Investigation of thermal radiation, atomization air, and fuel temperature effects on liquid fuel combustion

The purpose of the present study is to investigate the effects of radiative heat transfer, atomization air temperature and mass flow rate, and fuel initial temperature on liquid diesel fuel (C16H34) combustion. Fuel is injected by an airblast atomizer inside a model cylindrical combustion chamber. Geometry of the airblast atomizer is modeled in detail so that its impacts on droplet breakup and flow formation are accurately considered. Evaporating fuel spray is simulated by the discrete phase model based on the Eulerian-Lagrangian approach. Turbulent viscosity is numerically computed by the realizable k-ε turbulence model while the discrete ordinates model and the steady flamelet model are applied for modeling the radiative heat transfer and combustion, respectively. NO species concentrations are achieved using post-processing. It turns out that neglecting thermal radiation in well-atomized spray combustion only affects high-temperature zones through increasing axial temperature values of the mixture by almost 8%. Thermal radiation has an imperative effect on producing NO species. Without considering thermal radiation, axial NO concentration becomes almost doubled.
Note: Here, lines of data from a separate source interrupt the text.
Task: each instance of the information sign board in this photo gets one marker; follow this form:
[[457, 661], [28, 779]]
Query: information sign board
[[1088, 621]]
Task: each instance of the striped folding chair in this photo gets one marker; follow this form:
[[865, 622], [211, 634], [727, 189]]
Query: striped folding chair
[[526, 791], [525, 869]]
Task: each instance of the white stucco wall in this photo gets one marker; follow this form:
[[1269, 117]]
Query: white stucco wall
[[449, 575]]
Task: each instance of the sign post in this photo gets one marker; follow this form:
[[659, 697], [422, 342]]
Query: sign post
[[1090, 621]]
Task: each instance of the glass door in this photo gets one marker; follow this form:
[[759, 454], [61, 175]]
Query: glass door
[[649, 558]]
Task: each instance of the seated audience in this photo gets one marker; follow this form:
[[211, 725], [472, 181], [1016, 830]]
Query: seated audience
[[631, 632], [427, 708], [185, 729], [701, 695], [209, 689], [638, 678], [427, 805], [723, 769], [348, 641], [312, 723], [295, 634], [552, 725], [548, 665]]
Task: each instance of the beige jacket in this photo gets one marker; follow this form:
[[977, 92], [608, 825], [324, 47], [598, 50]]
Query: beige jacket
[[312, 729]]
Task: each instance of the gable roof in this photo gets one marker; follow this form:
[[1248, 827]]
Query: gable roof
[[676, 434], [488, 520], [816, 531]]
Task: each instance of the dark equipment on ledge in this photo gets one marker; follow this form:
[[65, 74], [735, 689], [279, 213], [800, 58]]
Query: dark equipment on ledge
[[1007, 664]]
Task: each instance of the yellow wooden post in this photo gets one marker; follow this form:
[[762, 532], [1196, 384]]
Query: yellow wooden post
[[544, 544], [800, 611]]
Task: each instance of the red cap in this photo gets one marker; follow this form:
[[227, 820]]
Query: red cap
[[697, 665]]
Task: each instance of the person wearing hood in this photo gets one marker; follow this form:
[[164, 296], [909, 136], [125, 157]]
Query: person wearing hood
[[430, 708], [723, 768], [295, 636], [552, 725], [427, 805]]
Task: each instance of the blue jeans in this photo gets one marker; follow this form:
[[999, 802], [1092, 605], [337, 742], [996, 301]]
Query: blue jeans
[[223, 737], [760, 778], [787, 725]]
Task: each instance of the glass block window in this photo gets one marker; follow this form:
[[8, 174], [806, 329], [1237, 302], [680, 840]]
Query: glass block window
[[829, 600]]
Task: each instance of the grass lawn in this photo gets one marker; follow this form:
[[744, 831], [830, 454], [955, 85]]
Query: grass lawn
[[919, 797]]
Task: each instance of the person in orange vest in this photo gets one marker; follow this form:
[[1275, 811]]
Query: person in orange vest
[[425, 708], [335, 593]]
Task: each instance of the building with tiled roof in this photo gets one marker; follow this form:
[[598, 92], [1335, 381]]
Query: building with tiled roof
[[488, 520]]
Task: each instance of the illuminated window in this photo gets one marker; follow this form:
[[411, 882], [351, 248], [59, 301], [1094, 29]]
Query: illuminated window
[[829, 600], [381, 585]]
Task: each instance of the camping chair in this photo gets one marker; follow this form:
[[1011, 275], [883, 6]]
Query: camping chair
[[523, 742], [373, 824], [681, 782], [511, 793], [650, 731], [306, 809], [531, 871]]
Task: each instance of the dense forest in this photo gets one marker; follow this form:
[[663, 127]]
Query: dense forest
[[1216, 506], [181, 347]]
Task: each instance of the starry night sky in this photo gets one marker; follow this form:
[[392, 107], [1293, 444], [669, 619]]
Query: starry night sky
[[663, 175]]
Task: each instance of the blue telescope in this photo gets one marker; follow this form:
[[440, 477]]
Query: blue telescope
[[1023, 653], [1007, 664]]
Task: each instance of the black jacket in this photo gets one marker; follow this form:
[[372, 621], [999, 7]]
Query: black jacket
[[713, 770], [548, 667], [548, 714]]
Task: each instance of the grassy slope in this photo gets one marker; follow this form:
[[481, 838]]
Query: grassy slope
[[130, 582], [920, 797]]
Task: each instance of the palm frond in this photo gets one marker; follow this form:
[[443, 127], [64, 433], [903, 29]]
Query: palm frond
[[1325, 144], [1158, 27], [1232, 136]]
Augmentation in mass flow rate and temperature values of atomization air enhances spray formation and combustion efficiency by increasing the evaporation rate. Changing the fuel temperature from 300 K to 325 K rises the total temperature at the end of the center line of the model combustion chamber by 9.8%. It is shown that increasing the fuel initial temperature is not a suitable choice compared to enhancing the temperature and mass flow rate of the atomization air.